The current coreboot code for the T440p has the PCI Express Graphics (PEG) device that handles the dGPU disabled. Thanks to nullenvk, you can restore dGPU functions by applying this commit, which adds the “Enable dedicated graphics (experimental)” option to nconfig. Enabling this will re-enable the PEG device in your next coreboot build. You need to include the VBIOS for both the iGPU and dGPU. You can extract both using VBiosFinder. If you’re building coreboot from master branch, the current SeaBIOS payload will result in a bootloop. Use SeaBIOS 1.15 or TianoCore (UEFI OS only).

Also note that the non-Tldr section of the referred article stipulates lots of broken things linked to using Prime, a lot of workaround that needs to be activated in OS and vertical tearing. All those reasons explain why Nvidia is not encouraged on qubesos side and that why coreboot didn't invest much effort into supporting it correctly even today.

Well, I could still add the PEG patch from coreboot for you to test outcome rom if you commit to testing and tweaking configs and documenting board config properly so that other interested users can get similar results as yours, as long as you are really interested and understanding of the limitations of and have realistic expectations?

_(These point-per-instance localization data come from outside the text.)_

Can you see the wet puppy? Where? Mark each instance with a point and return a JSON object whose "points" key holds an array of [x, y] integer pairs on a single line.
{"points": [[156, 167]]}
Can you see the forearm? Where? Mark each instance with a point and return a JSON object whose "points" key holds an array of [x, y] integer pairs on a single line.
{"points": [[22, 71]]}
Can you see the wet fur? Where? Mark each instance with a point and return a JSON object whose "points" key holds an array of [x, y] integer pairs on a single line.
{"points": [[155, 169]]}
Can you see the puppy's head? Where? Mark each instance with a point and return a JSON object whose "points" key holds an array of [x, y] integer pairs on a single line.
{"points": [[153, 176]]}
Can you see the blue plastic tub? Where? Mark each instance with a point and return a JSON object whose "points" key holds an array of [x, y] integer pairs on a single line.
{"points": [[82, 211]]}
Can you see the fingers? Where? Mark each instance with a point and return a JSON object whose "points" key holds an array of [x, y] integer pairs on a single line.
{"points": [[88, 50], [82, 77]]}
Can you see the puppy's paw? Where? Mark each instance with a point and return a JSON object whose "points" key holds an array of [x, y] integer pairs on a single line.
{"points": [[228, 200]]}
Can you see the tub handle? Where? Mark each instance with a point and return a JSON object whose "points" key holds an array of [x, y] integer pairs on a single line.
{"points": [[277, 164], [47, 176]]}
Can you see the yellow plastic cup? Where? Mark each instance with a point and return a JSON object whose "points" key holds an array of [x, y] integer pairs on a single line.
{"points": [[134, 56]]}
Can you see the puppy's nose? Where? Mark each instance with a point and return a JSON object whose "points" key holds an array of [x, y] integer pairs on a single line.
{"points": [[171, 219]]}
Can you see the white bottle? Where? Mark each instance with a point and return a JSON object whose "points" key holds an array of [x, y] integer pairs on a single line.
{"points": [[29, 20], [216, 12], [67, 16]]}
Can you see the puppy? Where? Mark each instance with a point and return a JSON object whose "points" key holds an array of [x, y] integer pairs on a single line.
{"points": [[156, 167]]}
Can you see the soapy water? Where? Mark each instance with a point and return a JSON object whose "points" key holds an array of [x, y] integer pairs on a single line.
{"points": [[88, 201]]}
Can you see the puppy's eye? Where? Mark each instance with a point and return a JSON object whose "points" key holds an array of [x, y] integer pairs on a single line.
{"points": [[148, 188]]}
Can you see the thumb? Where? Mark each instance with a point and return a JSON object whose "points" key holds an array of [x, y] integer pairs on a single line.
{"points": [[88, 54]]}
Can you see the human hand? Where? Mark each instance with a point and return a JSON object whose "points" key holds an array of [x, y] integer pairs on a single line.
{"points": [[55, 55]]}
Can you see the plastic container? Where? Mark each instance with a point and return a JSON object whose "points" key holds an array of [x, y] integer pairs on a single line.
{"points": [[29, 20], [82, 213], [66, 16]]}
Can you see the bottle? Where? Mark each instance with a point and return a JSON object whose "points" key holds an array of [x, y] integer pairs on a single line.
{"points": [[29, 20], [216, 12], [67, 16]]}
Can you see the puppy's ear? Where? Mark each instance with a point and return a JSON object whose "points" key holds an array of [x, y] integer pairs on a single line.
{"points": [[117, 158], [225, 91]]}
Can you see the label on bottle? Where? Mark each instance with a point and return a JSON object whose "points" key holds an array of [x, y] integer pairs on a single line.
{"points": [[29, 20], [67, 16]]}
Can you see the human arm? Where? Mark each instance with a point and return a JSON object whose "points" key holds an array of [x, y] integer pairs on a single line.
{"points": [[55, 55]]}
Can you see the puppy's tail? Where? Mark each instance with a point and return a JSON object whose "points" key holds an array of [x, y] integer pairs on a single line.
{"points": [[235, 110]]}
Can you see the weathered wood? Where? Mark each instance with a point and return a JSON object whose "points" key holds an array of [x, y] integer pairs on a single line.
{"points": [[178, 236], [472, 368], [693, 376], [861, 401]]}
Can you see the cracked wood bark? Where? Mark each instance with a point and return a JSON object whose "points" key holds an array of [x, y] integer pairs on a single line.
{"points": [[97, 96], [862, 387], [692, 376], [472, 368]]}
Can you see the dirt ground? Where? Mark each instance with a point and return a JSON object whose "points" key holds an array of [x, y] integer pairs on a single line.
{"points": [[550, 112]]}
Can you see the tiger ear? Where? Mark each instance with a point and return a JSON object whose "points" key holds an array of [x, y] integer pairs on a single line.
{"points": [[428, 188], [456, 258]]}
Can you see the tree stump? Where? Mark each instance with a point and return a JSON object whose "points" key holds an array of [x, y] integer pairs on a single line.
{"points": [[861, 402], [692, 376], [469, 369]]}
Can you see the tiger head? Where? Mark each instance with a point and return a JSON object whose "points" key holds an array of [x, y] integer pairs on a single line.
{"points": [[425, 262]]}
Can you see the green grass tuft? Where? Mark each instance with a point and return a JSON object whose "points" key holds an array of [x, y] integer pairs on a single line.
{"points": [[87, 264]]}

Unfortunately, that also means that if abandoned coreboot PEG patch doesn't apply directly, Heads would need to maintain that patch across coreboot version bump which would be a burden on myself and on which I cannot commit from the moment the patch doesn't apply directly, which would result in an UNMAINTAINED_ board needing assistance to have it support as other boards in tree.

A similar story happened recently for fhd/edp which finally got merged under coreboot which limited testing of more recent versions of coreboot and other things untested that broke since coreboot 4.19, and I've decided to not go that route anymore if staying behind because of a specific board variant. The PEG patch referred here in thread and in this article is currently abandoned and would need input from interested board owners and committed testers to have it part of coreboot master. Tldr: Heads intends to be a user of coreboot, not a maintainer of it.


@TrustExecutor if you can commit into testing and bridging the gap upstream by commenting on the coreboot patch to try to upstream it by being the bridging agent between the testing that would happen under Heads and reports upstream? If yes I can try to adapt the patchset here and have you comment on it once it builds. Note that the rom extracter is using obsolete ruby gems and also needs to be worked on in upstream project, otherwise Heads also commits in maintaining those tools and that is not planned. Tldr on that: rom extractor won't work on debian-12 nor nix buildsystem that heads plans to switch to in the mid-term. Meaning: dgpu variants also become a burden to Heads maintenance with no people actually reporting usage/testing (the variants are all officially untested now).

tlaurion commented 4 months ago

NRI was revived in June 2024 https://github.com/linuxboot/heads/issues/1711

tlaurion commented 4 months ago

@TrustExecutor : don't hesitate pinging me here with your testing progress for dgpu+nri progress, you would have my attention.